Postby joachimdurchholzsix » Fri Aug 21, 2020 1:12 am

magreenblatt wrote:
java-cef cannot change some configuration settings once CEF stuff is up and running

What configuration settings, specifically, do you want to change? Are you trying to change the settings on an already existing CefBrowser?


Yes, that exactly. I know that that won't work :-)

Background: the browser is deserialized by first calling a parameterless constructor, then by calling property setters, with no final "build it now" call.
I.e. all bean properties are supposed to be updatable post-construction.
So there are two (actually three now that I think about it) options:
1) Don't expose the configuration as bean properties (not settable ones anyway). So the browser has to be created in the constructor, and since the constructor is parameterless, the configuration parameters need to be static - which means we need a separate class per configuration. Not a big deal today but we may run into combinatorial explosion because we need a separate class for each combination of config values.
2) Make it so that the configuration can be changed post-construction. Either by recreating the browser, or by lifting the restriction on config parameters.
3) Extend our deserialization framework so it has a build() call, which turns configuration parameters read-only and creates the browser. We'd prefer not to do that because we have situations where users can edit all properties, including those that change the browser configuration, and they'd get a browser recreate in that scenario; but that approach would be acceptable if the other approaches don't work out.
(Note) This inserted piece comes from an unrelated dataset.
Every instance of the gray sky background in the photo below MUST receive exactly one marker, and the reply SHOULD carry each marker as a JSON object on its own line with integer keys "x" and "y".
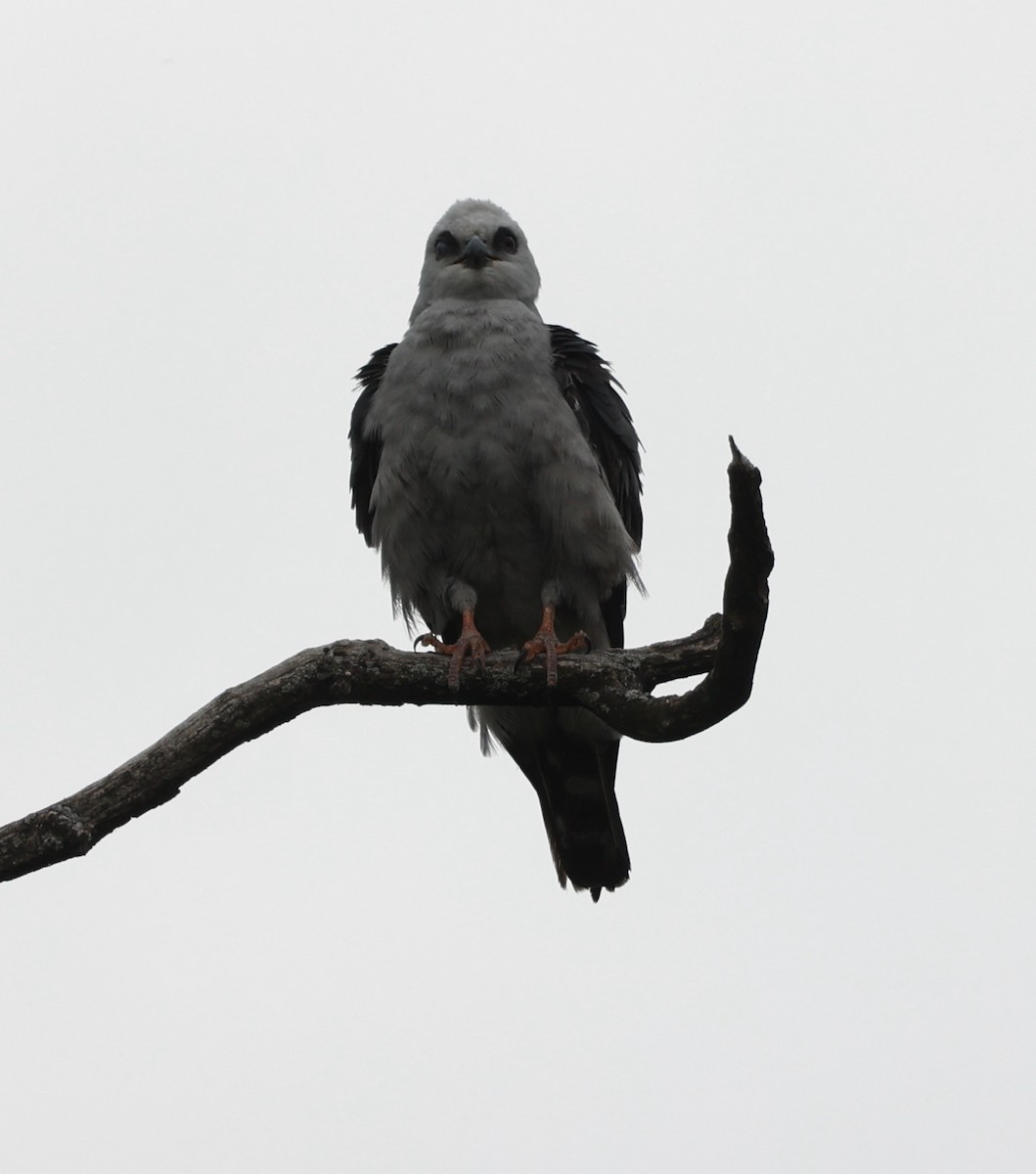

Right now, I don't see a use case beyond (1); IIRC browser configuration is about settings that no user is interested in changing anyway, and we'd simply use a standard configuration for all browsers.
I'm a bit worried about configuration options that might be added to java-cef in the future. If there are some that will be interesting for users, we likely can't continue to use (1) and will have to think about (2) or (3) in all seriousness.